Can the franchisor provide detailed financial performance data (Item 19 equivalent) showing average unit volumes, revenues, and profitability by vintage year?
#1
What explains the significant uptick in unit transfers in 2025 (40 transfers) compared to prior years, and what restrictions apply to who can acquire transferred units?
#2
Why is the transfer fee of $3,350 substantially lower than the industry typical range of $5,500-$15,000, and what does this fee cover in terms of franchisor support for the transfer process?
#3
Given the 5-year initial term with no renewal options, what happens at term expiration?
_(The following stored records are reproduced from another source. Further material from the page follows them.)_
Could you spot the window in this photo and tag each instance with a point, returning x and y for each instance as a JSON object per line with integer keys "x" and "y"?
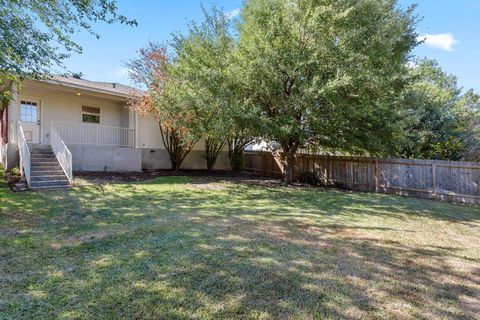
{"x": 28, "y": 111}
{"x": 90, "y": 114}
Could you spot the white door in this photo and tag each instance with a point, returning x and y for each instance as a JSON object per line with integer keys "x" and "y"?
{"x": 30, "y": 119}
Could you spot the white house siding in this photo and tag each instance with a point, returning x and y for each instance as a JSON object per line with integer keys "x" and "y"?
{"x": 60, "y": 103}
{"x": 66, "y": 105}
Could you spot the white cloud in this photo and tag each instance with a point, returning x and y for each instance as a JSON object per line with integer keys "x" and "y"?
{"x": 233, "y": 14}
{"x": 122, "y": 73}
{"x": 443, "y": 41}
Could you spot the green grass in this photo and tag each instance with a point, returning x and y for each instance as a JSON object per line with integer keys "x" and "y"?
{"x": 178, "y": 247}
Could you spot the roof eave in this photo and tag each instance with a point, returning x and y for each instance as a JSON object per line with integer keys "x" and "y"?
{"x": 86, "y": 88}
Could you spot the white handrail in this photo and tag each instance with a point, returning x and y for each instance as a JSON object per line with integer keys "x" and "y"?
{"x": 24, "y": 153}
{"x": 93, "y": 134}
{"x": 63, "y": 155}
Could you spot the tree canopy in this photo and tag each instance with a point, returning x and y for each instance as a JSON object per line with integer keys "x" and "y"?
{"x": 36, "y": 36}
{"x": 327, "y": 73}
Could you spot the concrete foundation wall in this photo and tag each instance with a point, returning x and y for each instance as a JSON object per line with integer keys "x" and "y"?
{"x": 10, "y": 156}
{"x": 103, "y": 158}
{"x": 153, "y": 159}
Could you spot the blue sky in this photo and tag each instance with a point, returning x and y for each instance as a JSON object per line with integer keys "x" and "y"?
{"x": 451, "y": 27}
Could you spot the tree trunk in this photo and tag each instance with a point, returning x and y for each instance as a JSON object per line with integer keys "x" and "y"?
{"x": 288, "y": 161}
{"x": 213, "y": 147}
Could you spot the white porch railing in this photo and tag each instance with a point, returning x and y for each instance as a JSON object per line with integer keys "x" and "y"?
{"x": 92, "y": 134}
{"x": 24, "y": 154}
{"x": 62, "y": 153}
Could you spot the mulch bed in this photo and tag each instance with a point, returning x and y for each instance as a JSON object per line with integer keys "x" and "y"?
{"x": 214, "y": 176}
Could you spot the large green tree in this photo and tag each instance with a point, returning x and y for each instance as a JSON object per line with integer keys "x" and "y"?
{"x": 468, "y": 113}
{"x": 36, "y": 36}
{"x": 326, "y": 73}
{"x": 204, "y": 64}
{"x": 167, "y": 98}
{"x": 437, "y": 114}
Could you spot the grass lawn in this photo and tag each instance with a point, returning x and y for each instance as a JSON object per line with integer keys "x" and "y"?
{"x": 179, "y": 247}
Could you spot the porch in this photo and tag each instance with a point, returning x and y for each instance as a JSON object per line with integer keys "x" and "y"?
{"x": 75, "y": 147}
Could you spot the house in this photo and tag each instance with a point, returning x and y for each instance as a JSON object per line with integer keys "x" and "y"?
{"x": 55, "y": 127}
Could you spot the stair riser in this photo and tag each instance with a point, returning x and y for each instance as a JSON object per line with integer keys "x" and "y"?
{"x": 40, "y": 173}
{"x": 41, "y": 161}
{"x": 49, "y": 183}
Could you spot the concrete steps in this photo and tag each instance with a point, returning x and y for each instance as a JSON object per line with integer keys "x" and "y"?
{"x": 45, "y": 171}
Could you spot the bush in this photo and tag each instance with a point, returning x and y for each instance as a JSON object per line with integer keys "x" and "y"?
{"x": 309, "y": 177}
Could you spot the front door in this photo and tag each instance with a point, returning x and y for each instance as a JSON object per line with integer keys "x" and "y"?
{"x": 30, "y": 119}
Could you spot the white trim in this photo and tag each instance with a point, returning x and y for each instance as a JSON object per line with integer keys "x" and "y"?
{"x": 86, "y": 88}
{"x": 21, "y": 97}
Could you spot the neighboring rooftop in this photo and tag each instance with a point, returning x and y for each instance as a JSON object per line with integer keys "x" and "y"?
{"x": 105, "y": 87}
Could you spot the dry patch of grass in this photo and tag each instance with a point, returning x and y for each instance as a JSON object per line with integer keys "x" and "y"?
{"x": 179, "y": 247}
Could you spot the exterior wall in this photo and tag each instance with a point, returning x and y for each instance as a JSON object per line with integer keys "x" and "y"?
{"x": 64, "y": 105}
{"x": 154, "y": 159}
{"x": 102, "y": 158}
{"x": 10, "y": 155}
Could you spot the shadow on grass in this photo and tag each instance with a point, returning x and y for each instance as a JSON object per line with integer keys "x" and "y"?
{"x": 241, "y": 252}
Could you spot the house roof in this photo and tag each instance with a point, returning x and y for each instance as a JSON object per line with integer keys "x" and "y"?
{"x": 102, "y": 87}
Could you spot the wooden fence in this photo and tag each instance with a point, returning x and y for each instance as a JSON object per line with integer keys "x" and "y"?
{"x": 443, "y": 180}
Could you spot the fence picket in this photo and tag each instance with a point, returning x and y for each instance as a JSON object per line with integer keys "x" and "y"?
{"x": 446, "y": 180}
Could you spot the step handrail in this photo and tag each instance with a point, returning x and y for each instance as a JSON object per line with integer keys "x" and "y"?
{"x": 63, "y": 155}
{"x": 24, "y": 154}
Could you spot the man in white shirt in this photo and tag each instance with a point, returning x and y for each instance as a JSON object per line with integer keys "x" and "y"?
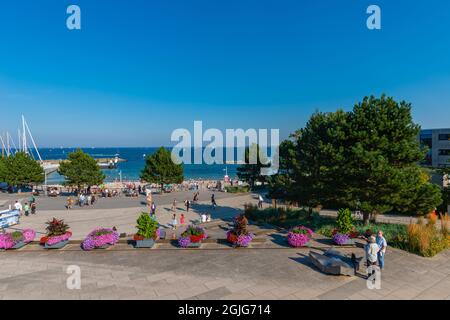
{"x": 18, "y": 206}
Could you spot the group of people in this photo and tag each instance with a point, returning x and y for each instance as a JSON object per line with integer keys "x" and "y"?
{"x": 88, "y": 199}
{"x": 28, "y": 208}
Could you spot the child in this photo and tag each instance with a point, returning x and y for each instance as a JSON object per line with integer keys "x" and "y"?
{"x": 174, "y": 221}
{"x": 26, "y": 209}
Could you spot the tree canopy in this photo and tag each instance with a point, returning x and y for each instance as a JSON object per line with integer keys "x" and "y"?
{"x": 160, "y": 168}
{"x": 365, "y": 159}
{"x": 254, "y": 161}
{"x": 20, "y": 169}
{"x": 81, "y": 170}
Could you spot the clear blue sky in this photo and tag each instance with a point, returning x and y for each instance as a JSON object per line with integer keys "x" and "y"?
{"x": 139, "y": 69}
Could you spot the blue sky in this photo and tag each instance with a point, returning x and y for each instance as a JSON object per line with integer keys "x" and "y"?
{"x": 139, "y": 69}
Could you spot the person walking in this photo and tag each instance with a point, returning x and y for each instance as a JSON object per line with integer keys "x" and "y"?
{"x": 213, "y": 201}
{"x": 372, "y": 250}
{"x": 174, "y": 205}
{"x": 26, "y": 209}
{"x": 174, "y": 221}
{"x": 382, "y": 244}
{"x": 18, "y": 206}
{"x": 153, "y": 208}
{"x": 260, "y": 201}
{"x": 33, "y": 207}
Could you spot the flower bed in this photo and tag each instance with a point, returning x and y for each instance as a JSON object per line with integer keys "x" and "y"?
{"x": 341, "y": 239}
{"x": 16, "y": 239}
{"x": 299, "y": 236}
{"x": 100, "y": 238}
{"x": 192, "y": 237}
{"x": 57, "y": 236}
{"x": 240, "y": 241}
{"x": 239, "y": 235}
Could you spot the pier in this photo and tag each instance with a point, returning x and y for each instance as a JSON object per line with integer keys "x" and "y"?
{"x": 51, "y": 166}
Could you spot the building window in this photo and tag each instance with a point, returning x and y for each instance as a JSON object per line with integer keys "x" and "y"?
{"x": 444, "y": 152}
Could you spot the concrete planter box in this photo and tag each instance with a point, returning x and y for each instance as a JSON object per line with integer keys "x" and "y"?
{"x": 19, "y": 245}
{"x": 58, "y": 245}
{"x": 194, "y": 245}
{"x": 146, "y": 243}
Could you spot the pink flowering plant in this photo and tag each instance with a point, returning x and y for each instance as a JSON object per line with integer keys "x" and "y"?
{"x": 299, "y": 236}
{"x": 100, "y": 237}
{"x": 341, "y": 239}
{"x": 10, "y": 239}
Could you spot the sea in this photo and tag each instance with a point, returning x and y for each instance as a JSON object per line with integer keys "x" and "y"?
{"x": 135, "y": 162}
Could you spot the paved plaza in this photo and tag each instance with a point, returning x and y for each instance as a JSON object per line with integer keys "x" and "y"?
{"x": 268, "y": 270}
{"x": 212, "y": 274}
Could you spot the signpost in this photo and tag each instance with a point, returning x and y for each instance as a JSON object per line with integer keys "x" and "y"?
{"x": 9, "y": 218}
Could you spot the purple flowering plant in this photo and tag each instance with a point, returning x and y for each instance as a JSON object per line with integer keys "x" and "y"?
{"x": 99, "y": 238}
{"x": 10, "y": 239}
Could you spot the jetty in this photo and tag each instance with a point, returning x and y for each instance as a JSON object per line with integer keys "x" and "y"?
{"x": 51, "y": 166}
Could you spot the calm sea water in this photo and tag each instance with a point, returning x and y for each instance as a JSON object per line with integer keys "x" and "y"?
{"x": 135, "y": 163}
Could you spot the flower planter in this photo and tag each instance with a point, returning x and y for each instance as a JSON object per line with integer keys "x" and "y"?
{"x": 145, "y": 243}
{"x": 194, "y": 245}
{"x": 58, "y": 245}
{"x": 17, "y": 239}
{"x": 299, "y": 236}
{"x": 242, "y": 241}
{"x": 192, "y": 237}
{"x": 100, "y": 238}
{"x": 19, "y": 245}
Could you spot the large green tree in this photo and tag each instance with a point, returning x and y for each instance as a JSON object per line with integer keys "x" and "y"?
{"x": 20, "y": 170}
{"x": 81, "y": 170}
{"x": 254, "y": 161}
{"x": 365, "y": 159}
{"x": 160, "y": 168}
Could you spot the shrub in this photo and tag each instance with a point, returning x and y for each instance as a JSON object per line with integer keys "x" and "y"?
{"x": 425, "y": 239}
{"x": 57, "y": 231}
{"x": 340, "y": 238}
{"x": 56, "y": 227}
{"x": 147, "y": 227}
{"x": 344, "y": 221}
{"x": 299, "y": 236}
{"x": 192, "y": 235}
{"x": 239, "y": 235}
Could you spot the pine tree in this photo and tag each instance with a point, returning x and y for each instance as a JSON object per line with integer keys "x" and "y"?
{"x": 21, "y": 170}
{"x": 160, "y": 168}
{"x": 81, "y": 170}
{"x": 251, "y": 172}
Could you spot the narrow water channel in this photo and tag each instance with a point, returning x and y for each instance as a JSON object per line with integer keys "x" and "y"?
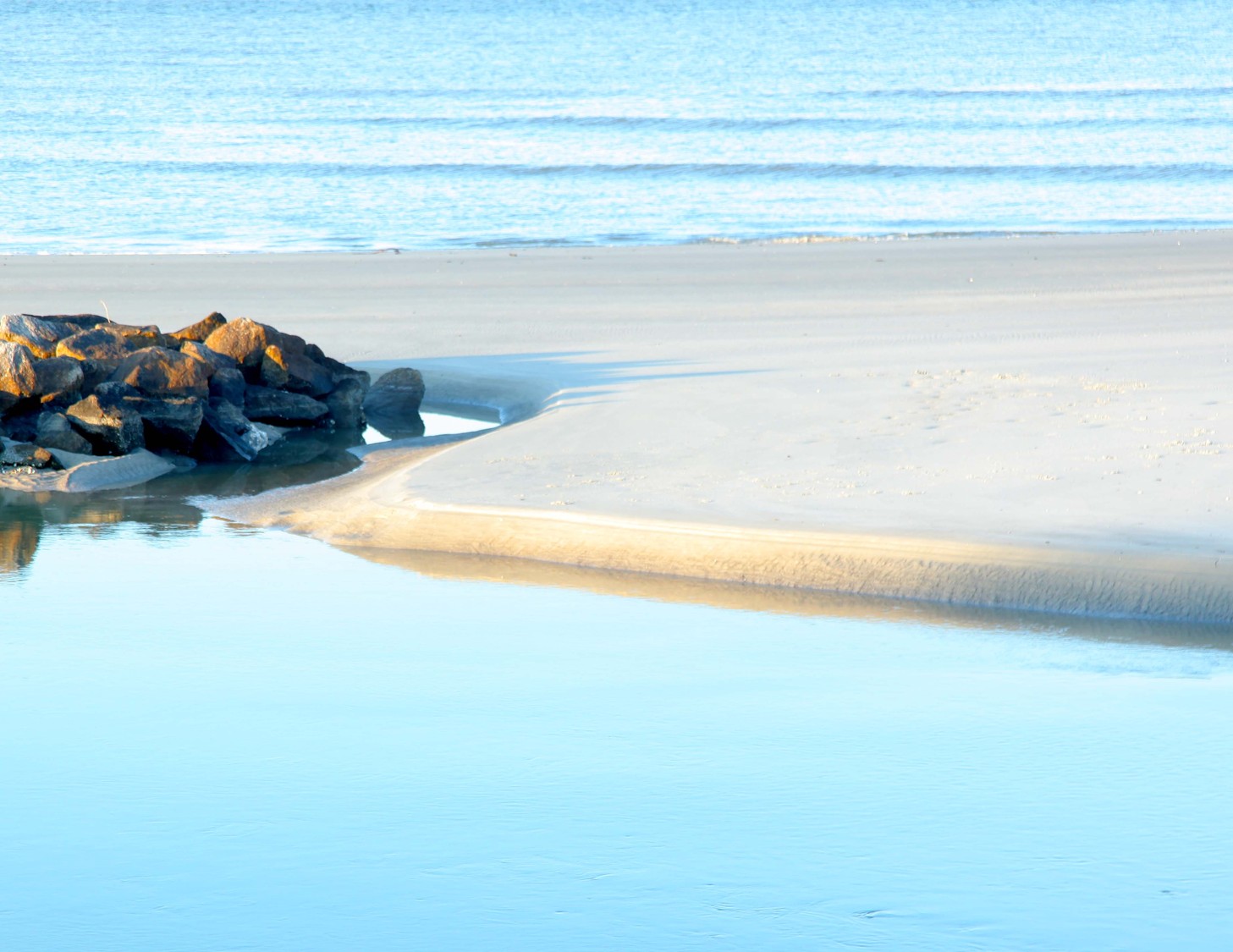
{"x": 215, "y": 738}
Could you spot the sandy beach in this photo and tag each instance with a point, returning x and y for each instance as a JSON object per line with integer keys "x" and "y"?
{"x": 1028, "y": 422}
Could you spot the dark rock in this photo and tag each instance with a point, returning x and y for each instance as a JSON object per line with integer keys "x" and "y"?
{"x": 227, "y": 383}
{"x": 22, "y": 423}
{"x": 96, "y": 372}
{"x": 115, "y": 393}
{"x": 296, "y": 372}
{"x": 77, "y": 322}
{"x": 111, "y": 428}
{"x": 200, "y": 331}
{"x": 58, "y": 377}
{"x": 274, "y": 406}
{"x": 227, "y": 436}
{"x": 393, "y": 404}
{"x": 53, "y": 431}
{"x": 157, "y": 371}
{"x": 170, "y": 423}
{"x": 27, "y": 454}
{"x": 294, "y": 449}
{"x": 347, "y": 404}
{"x": 210, "y": 358}
{"x": 339, "y": 371}
{"x": 18, "y": 374}
{"x": 99, "y": 343}
{"x": 36, "y": 333}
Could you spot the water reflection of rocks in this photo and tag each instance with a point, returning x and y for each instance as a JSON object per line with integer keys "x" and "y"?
{"x": 161, "y": 507}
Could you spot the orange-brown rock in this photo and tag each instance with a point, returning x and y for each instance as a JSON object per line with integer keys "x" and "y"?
{"x": 157, "y": 371}
{"x": 99, "y": 343}
{"x": 202, "y": 329}
{"x": 18, "y": 372}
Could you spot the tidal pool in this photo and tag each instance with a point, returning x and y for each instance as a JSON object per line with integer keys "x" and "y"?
{"x": 217, "y": 738}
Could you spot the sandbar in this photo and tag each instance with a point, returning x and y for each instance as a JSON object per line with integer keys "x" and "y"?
{"x": 1035, "y": 422}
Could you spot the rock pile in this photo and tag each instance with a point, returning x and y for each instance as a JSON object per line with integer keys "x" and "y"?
{"x": 220, "y": 391}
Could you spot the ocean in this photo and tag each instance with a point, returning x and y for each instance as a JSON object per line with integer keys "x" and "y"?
{"x": 321, "y": 124}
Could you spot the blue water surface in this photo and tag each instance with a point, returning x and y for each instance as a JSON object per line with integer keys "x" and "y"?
{"x": 318, "y": 124}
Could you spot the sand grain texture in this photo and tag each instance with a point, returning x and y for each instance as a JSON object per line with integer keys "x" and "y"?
{"x": 1036, "y": 422}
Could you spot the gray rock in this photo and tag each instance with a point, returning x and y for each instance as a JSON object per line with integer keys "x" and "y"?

Can franchisees renew, and if so, under what terms and conditions?
#4
The contract terms score of 48 is below typical for this category—what specific provisions are most franchisor-favorable, and what recourse do franchisees have if they dispute termination?
#5
How are the 13 specific termination causes defined in the franchise agreement, and can you provide examples of how each has been applied in practice?
#6
With a 2-year non-compete and no mileage radius specified, what geographic area is restricted after exit, and how does the franchisor enforce this provision?
#7
The support and training score of 72 is below the typical range—what specific training programs and ongoing support does the franchisor provide, and what are their costs?
#8
Can the franchisor explain the discrepancy between low reported litigation (0 cases) and the legal concern scores for termination, non-compete, and dispute resolution clauses?
#9
What is included in the $200 annual technology fee, and how is it used to support franchisee operations?
#10
How many of the 40 units transferred in 2025 were due to voluntary sales versus franchisor-initiated actions or financial distress?
#11
What percentage of franchisees complete their initial 5-year term without transfer or termination, and what is the average unit lifespan in the system?
#12
Does the franchisor provide financing assistance, and if so, what terms and approval rates apply?
#13
Can you clarify why the Investment Costs score (84) is above typical—what specific investment advantages does this franchise offer compared to competitors?
#14
Given that territory is protected but not exclusive, under what circumstances might the franchisor place additional franchisees near existing units?
#15
What dispute resolution process applies if a franchisee disagrees with the franchisor's interpretation of termination causes, and what are the costs of arbitration?
#16
How does the franchisor define 'related services' in the non-compete clause, and could a franchisee operate in adjacent service categories after exit?
#17
What financial metrics does the franchisor track for units, and how are struggling units identified and supported before termination is considered?